Quantization is a powerful technique that can enable LLM deployment on resource-constrained environments like cloud instances, edge devices, or even mobile phones by drastically reducing the memory footprint.
Estimating Memory for Fine-Tuning
While quantization is primarily used for efficient inference, techniques like tensor parallelism and model parallelism are crucial for managing memory requirements during the training or fine-tuning of large language models.
The peak memory consumption during fine-tuning is typically 3-4 times higher than inference due to additional memory requirements for:
- Gradients
- Optimizer states
- Activations from the forward pass stored for backpropagation
A conservative estimate is that fine-tuning an LLM with X billion parameters requires around 4 * (2X) = 8X GB of VRAM in bfloat16 precision.
For example, fine-tuning the 7B parameter LLaMA model would require approximately 7 * 8 = 56GB of VRAM per GPU in bfloat16 precision. This exceeds the memory capacity of current GPUs, necessitating distributed fine-tuning techniques.
Distributed Fine-Tuning Techniques
Several distributed fine-tuning methods have been proposed to overcome GPU memory constraints for large models:
- Data Parallelism: The classic data parallelism approach replicates the entire model across multiple GPUs while splitting and distributing the training data batches. This reduces training time linearly with the number of GPUs but does not reduce the peak memory requirement on each GPU.
- ZeRO Stage 3: An advanced form of data parallelism that partitions the model parameters, gradients, and optimizer states across GPUs. It reduces memory compared to classic data parallelism by keeping only the required partitioned data on each GPU during different phases of training.
- Tensor Parallelism: Instead of replicating the model, tensor parallelism divides the model parameters into rows or columns and distributes them across GPUs. Each GPU operates on a partitioned set of parameters, gradients, and optimizer states, leading to substantial memory savings.
- Pipeline Parallelism: This technique partitions the model layers across different GPUs/workers, with each device executing a subset of the layers. Activations are passed between workers, reducing peak memory but increasing communication overhead.

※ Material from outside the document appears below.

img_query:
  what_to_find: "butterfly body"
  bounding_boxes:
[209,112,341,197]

Estimating memory usage for these distributed methods is non-trivial as the distribution of parameters, gradients, activations, and optimizer states varies across techniques. Moreover, different components like the transformer body and language modeling head may exhibit different memory allocation behaviors.
The LLMem Solution
Researchers recently proposed LLMem, a solution that accurately estimates GPU memory consumption when applying distributed fine-tuning methods to LLMs across multiple GPUs.
LLMem considers factors like recombining parameters before computation (ZeRO Stage 3), output gathering in the backward pass (tensor parallelism), and the different memory allocation strategies for the transformer body and language modeling head.
Experimental results show that LLMem can estimate peak GPU memory usage for fine-tuning LLMs on a single GPU with error rates of up to 1.6%, outperforming the state-of-the-art DNNMem’s average error rate of 42.6%. When applying distributed fine-tuning methods to LLMs with over a billion parameters on multiple GPUs, LLMem achieves an impressive average error rate of 3.0%.